White v. Fuller

36 Conn. 149 | Conn. | 1869

Park, J.

If the plaintiff is entitled to recover full costs in this case, it is difficult to conceive a case of the kind where *151the provisions of the act in question would apply. The right of the plaintiff to the use of the water was not put in issue by the pleadings of the parties, nor was it controverted on the trial. The case is an extreme one for the application of the statute, and if it does not apply to it it must be conceded it can apply to no case of this description. The plaintiff relies upon the fact that to succeed in his suit it was necessary to state in his declaration his right to the use of the water and prove it on the trial. But such a necessity is not peculiar to actions of trespass and trespass on the case. A declaration in all cases must show upon its face a right in the plaintiff to the thing which he claims. The legislature understood this when they passed the law in question. They knew that in actions brought for the diversion of streams of water the plaintiff must state his right to the use of the water in his declaration, and prove it on the trial, but still they declared that he should recover no more costs than damages if he brought his action directly to the Superior Court and recovered a sum in damages not exceeding thirty-five dollars, unless his right to the use of the water should have been brought in question on the trial. The design of the statute is obvious. It is that cases of trespass and trespass on the case of small importance may be first tried by justices of the peace, in the expectation that most of them will be finally disposed of there, to the great relief of the higher courts, at less expense to the parties, and at no expense to the state.

But the statute does not deem justices of the peace quali tied to try the title to land, a right of way, or the right to the use of water, and an exception .is therefore made of cases where parties claim to have been injured in the enjoyment of these rights, and such rights are contested on the trial.

But in a case like the present, where the right of the plain tiff to the use of the water was not called in question by the pleadings of the parties, and was not controverted by evidence on the trial, but the right was virtually conceded to be in the plaintiff, and the only controversy was as to the doing by the defendant of the acts complained of, there is. no reason for discrimination in favor of the plaintiff in respect to costs. *152The case does not come within the object of the exception. A justice of the peace was as well qualified to try it as he would be any other case, and it should therefore be governed by the general rule.

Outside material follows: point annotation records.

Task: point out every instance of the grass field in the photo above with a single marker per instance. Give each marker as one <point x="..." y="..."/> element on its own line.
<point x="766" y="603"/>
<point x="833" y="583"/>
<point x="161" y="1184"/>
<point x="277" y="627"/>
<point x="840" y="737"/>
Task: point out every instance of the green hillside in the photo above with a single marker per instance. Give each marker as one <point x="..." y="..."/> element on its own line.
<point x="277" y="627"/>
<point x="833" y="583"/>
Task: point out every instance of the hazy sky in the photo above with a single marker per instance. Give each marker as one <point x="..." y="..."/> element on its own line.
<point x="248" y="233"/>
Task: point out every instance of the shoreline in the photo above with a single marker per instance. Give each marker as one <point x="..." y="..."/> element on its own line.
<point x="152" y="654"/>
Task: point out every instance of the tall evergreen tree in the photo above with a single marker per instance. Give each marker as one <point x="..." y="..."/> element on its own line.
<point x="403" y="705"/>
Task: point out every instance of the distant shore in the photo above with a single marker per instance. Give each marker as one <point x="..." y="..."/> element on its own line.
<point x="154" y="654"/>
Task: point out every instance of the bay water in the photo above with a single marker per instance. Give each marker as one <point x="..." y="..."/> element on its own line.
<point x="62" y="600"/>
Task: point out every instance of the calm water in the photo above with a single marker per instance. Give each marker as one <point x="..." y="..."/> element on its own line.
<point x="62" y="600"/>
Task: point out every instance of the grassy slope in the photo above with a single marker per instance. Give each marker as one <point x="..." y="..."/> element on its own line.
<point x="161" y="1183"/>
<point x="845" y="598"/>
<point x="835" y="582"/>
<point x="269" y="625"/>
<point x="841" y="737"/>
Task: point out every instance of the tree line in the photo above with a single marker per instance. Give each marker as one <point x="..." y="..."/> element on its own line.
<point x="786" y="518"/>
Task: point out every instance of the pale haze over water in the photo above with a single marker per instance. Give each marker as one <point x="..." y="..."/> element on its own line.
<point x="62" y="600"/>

The plaintiff claims that this construction of the law puts it in the power of the defendant in all cases to subject the plaintiff to the loss of his costs under the statute. This is true in theory, but in practice the plaintiff runs but little risk-In most cases he knows when he brings his suit whether the right he sets up will be controverted or not. If he entertains doubt on the subject he can easily protect himself by bringing his action before some justice of the peace, and then remove his cause to the Superior Court by appeal if his right is contested. But if this were not so the claim of the plaintiff furnishes no reason for giving a construction to the law that would nullify its provisions. We must construe the act as we find it. Our province is simply judicial, and when we declare what the law is our duty is fully performed.

The following cases have an important bearing upon the question in “this case. Scovill v. Seeley, 14 Conn., 238 ; Bishop v. Seeley, 18 Conn., 389; Mansfield v. Church, 21 Conn., 73; Arnold v. Kellogg, 25 Conn., 248.

There is no error in the judgment complained of.

In this opinion the other judges concurred.